Behandelter Abschnitt Hiob 31
Nun, es gibt ein drittes Kapitel (31), zu dem wir jetzt kommen, das sich von diesen beiden unterscheidet, und dies ist seine letzte Bitte an Gott. Das alles sagt er nicht so sehr zu seinen Freunden, sondern zu Gott; aber im ersten dieser Kapitel hat er noch über die Vergangenheit geklagt; dann über das gegenwärtige Elend; jetzt ruft er feierlich Gott an, und zwar in Gegenwart aller.

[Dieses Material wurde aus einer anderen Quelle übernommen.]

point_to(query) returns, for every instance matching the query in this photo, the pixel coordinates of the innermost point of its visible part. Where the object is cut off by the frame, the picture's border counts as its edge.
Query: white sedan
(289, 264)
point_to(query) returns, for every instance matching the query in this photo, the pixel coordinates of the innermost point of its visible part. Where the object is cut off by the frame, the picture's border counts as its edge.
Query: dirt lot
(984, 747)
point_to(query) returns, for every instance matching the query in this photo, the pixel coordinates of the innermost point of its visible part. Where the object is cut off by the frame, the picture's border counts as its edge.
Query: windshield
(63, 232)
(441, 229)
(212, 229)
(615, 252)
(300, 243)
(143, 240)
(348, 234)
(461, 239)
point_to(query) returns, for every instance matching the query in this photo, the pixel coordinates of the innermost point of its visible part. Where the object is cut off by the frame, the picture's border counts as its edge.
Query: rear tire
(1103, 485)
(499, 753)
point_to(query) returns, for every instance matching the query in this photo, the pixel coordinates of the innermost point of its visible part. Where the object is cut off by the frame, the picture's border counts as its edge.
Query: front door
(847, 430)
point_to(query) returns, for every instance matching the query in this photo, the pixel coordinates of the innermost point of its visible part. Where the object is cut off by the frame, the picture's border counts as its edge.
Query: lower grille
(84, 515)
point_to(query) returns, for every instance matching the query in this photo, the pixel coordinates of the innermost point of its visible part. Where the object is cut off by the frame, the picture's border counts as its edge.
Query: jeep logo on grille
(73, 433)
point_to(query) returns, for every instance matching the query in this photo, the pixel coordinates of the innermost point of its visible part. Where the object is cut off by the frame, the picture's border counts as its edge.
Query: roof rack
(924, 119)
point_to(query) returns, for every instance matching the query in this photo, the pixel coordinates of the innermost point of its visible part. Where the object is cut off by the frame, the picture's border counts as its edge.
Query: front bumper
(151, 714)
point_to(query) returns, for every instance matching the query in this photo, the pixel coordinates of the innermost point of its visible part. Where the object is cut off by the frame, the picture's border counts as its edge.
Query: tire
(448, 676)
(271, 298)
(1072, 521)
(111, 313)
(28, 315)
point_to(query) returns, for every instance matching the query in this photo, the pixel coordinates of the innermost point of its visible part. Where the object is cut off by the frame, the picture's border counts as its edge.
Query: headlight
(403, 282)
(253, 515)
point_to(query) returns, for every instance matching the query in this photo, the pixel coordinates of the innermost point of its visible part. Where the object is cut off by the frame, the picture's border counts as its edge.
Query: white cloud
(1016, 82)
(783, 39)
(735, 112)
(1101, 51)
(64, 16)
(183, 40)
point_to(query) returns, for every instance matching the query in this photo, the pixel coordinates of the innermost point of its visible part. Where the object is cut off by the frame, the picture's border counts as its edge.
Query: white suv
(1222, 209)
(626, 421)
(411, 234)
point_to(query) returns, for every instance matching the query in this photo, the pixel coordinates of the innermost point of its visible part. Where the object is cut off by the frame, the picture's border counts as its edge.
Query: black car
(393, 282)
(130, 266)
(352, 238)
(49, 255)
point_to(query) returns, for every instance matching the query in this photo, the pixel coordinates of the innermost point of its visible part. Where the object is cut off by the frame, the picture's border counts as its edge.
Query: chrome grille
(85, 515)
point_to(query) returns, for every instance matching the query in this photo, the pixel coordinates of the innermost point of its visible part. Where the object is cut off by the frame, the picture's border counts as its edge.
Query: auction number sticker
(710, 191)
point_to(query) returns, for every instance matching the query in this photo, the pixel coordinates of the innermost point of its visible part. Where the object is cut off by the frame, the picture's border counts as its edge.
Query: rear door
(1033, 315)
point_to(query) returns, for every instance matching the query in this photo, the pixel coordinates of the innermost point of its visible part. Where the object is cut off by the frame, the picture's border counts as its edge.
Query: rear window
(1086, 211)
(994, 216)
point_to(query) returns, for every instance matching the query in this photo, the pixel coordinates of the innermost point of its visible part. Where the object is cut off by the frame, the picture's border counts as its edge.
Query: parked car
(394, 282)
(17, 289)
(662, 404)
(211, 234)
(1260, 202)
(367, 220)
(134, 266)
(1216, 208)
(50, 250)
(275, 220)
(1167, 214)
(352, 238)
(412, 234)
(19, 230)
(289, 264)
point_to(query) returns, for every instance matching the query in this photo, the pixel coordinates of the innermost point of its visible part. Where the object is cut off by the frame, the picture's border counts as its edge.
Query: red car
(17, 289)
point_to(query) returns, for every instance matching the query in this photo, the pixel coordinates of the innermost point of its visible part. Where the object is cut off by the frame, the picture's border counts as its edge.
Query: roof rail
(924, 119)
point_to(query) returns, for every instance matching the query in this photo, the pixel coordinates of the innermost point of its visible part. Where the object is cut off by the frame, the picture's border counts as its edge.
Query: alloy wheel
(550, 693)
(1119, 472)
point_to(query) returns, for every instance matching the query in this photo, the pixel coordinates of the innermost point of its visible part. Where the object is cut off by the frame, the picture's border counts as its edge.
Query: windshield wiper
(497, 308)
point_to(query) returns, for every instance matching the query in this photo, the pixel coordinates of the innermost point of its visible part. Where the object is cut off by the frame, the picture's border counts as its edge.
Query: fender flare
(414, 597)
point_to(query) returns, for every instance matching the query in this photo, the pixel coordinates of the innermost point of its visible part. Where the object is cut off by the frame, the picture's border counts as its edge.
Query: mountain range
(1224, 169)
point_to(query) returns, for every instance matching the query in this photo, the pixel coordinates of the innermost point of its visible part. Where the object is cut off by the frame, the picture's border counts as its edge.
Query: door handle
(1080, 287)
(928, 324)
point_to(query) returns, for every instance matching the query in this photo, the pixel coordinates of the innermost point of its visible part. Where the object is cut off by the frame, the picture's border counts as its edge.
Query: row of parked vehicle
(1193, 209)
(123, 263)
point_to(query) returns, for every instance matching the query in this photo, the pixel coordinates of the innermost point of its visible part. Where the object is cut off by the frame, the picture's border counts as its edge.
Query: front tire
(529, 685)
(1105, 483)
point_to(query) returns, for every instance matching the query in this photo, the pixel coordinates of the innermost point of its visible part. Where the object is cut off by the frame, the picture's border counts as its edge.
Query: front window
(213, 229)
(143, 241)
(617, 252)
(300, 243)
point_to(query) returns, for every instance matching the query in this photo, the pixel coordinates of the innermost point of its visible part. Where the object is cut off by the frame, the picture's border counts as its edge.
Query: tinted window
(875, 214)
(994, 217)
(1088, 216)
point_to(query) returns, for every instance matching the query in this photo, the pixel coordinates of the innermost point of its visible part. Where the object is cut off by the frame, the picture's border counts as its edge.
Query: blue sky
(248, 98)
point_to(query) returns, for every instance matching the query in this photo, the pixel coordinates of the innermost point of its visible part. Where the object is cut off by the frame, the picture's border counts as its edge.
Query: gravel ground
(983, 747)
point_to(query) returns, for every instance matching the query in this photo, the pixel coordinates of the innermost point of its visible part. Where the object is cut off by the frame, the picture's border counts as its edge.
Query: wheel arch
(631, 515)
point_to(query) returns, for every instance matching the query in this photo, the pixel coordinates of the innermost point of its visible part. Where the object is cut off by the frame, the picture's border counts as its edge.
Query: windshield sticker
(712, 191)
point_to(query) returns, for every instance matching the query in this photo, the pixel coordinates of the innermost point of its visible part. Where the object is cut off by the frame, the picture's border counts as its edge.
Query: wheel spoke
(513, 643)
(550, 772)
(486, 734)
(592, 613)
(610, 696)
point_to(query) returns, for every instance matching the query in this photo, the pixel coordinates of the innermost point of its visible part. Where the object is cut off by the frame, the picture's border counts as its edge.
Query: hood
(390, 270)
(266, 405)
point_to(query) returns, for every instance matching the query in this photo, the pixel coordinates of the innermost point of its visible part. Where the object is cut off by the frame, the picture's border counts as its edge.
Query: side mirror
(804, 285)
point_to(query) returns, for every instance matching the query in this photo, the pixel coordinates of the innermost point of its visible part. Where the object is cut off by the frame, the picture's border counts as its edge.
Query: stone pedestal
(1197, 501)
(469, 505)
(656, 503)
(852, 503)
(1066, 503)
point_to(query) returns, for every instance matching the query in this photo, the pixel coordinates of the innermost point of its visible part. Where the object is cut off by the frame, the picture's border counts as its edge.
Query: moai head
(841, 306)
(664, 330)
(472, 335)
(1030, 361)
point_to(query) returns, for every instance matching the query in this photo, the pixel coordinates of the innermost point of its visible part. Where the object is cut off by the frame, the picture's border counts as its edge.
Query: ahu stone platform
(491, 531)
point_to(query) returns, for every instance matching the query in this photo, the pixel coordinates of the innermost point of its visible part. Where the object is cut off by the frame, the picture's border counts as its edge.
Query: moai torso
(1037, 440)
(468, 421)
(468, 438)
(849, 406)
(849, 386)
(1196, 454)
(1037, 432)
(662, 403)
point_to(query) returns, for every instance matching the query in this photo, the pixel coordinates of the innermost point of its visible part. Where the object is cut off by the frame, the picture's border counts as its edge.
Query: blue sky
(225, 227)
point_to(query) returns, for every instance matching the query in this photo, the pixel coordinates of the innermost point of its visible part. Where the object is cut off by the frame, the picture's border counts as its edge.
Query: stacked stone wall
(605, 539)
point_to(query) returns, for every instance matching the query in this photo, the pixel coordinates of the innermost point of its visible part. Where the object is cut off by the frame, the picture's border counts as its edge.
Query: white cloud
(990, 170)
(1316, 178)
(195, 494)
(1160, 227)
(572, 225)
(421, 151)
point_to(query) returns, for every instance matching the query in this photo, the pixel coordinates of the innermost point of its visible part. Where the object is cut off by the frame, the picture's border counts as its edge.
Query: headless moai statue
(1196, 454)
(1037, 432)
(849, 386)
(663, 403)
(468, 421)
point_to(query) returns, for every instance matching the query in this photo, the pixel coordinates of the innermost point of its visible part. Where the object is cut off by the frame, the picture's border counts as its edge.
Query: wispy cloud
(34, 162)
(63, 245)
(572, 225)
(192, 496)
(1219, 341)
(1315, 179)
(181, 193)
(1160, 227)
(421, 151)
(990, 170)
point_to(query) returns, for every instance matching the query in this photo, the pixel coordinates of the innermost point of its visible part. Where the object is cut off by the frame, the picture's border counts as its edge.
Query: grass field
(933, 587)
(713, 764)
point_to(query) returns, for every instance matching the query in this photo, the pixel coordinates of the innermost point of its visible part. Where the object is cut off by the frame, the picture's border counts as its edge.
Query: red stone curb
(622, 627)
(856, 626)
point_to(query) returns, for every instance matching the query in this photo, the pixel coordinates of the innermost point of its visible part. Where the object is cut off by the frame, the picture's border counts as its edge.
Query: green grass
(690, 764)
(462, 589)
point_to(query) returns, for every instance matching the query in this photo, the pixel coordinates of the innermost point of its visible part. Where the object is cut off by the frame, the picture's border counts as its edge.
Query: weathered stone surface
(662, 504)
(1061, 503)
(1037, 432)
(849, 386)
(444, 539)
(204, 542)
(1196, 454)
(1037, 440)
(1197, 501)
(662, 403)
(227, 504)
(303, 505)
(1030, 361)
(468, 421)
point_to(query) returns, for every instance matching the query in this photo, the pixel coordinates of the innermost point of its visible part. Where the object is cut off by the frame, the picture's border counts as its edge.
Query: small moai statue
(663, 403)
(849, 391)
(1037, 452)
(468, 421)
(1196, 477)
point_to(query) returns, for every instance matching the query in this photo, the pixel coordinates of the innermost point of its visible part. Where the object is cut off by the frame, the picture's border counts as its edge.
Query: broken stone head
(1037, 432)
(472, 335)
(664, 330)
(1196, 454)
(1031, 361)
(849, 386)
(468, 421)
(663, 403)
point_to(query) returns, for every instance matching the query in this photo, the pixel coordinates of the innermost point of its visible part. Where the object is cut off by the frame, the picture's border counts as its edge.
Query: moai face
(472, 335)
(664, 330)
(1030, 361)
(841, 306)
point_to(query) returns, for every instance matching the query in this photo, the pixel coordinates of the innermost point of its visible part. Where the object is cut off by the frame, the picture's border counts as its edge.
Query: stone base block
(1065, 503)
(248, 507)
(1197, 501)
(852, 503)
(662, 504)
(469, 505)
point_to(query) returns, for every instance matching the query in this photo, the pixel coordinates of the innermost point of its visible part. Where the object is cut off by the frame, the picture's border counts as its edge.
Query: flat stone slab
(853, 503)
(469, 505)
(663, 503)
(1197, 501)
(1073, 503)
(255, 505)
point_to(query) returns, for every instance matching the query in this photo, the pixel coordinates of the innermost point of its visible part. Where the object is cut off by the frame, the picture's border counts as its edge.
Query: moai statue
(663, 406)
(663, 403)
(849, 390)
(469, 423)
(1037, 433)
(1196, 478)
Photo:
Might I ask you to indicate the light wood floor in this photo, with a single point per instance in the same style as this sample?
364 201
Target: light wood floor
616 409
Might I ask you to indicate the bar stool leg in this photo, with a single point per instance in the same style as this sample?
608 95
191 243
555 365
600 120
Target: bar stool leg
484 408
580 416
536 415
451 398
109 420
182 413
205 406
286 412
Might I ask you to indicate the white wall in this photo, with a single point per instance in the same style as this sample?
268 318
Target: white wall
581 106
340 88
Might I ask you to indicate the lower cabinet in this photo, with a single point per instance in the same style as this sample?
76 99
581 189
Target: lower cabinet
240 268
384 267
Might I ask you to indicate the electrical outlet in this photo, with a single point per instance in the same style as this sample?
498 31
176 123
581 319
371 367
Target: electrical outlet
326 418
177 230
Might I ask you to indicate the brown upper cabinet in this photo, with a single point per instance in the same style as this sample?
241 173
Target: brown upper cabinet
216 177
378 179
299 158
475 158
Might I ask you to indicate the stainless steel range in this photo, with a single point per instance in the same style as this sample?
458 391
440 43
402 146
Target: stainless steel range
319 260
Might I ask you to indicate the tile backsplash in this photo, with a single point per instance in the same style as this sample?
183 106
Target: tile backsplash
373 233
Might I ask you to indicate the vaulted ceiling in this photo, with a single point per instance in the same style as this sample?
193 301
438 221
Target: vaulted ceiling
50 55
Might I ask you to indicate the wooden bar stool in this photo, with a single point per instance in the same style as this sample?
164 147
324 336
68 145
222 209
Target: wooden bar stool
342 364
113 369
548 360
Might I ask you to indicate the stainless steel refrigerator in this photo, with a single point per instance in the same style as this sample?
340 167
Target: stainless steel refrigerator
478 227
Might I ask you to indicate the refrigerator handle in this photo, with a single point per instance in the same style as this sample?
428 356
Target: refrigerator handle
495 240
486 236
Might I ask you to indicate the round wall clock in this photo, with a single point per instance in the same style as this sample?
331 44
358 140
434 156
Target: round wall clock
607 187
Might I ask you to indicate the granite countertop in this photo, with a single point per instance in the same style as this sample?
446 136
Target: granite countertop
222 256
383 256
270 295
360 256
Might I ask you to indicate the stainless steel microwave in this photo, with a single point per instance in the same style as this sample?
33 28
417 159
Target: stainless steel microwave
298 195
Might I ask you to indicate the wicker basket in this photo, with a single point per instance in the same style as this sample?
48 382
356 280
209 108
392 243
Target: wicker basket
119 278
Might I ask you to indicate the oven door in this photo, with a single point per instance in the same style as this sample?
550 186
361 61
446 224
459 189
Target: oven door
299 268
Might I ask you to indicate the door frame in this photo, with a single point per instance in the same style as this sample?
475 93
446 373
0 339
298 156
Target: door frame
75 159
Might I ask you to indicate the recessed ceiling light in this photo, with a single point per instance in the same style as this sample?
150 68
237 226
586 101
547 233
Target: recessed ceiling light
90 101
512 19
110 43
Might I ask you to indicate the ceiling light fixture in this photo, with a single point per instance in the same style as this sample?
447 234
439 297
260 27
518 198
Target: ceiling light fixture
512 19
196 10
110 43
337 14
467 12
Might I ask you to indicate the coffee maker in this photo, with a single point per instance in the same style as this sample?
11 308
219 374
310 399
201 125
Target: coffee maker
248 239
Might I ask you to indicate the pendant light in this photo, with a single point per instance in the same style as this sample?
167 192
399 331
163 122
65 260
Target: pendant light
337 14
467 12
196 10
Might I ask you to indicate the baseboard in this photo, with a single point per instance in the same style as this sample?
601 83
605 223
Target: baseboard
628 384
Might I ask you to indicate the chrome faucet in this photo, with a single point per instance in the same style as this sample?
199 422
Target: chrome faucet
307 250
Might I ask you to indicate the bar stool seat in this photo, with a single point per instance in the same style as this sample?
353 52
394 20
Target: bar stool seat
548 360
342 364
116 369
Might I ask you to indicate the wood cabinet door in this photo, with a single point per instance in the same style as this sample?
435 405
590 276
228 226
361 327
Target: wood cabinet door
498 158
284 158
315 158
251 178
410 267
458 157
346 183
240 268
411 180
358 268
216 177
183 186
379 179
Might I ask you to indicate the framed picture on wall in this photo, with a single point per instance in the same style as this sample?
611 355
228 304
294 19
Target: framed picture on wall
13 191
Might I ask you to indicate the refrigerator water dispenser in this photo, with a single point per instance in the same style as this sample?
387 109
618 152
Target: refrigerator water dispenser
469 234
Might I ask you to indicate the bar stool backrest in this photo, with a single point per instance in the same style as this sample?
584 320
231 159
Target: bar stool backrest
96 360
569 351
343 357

„Ich habe mit meinen Augen einen Bund geschlossen, und wie hätte ich auf eine Jungfrau geblickt! Denn was wäre das Teil Gottes von oben gewesen und das Erbe des Allmächtigen aus den Höhen?“ (V. 1.2). Nichts für einen korrupten Menschen, der einen anderen ausnutzt. „Ist nicht Verderben für den Ungerechten und Missgeschick für die, die Frevel tun? Sieht er nicht meine Wege“ (V. 3.4a) – er war ein durch und durch gottesfürchtiger, gläubiger Mann – „... und zählt alle meine Schritte? Wenn ich mit Falschheit umgegangen bin und mein Fuß dem Trug zugeeilt ist – er wäge mich auf der Waage der Gerechtigkeit, und Gott wird meine Unsträflichkeit erkennen“ (V. 4b‒6). Er hatte ein völlig gutes Gewissen, aber das ist nicht genug. Es gibt das große Prinzip der Selbstbeurteilung; es gibt auch das große Prinzip der völligen Unterwerfung unter Gott und der Rechtfertigung durch Ihn – dass Er in allem recht und weise ist, nicht nur in dem, was Er tut, sondern auch in dem, was Er zulässt. Es ist alles zum Guten. Es mag für andere sehr schlimm sein, so wie es für Hiobs Freunde war, aber Gott hatte in allem eine gute Absicht für Hiob.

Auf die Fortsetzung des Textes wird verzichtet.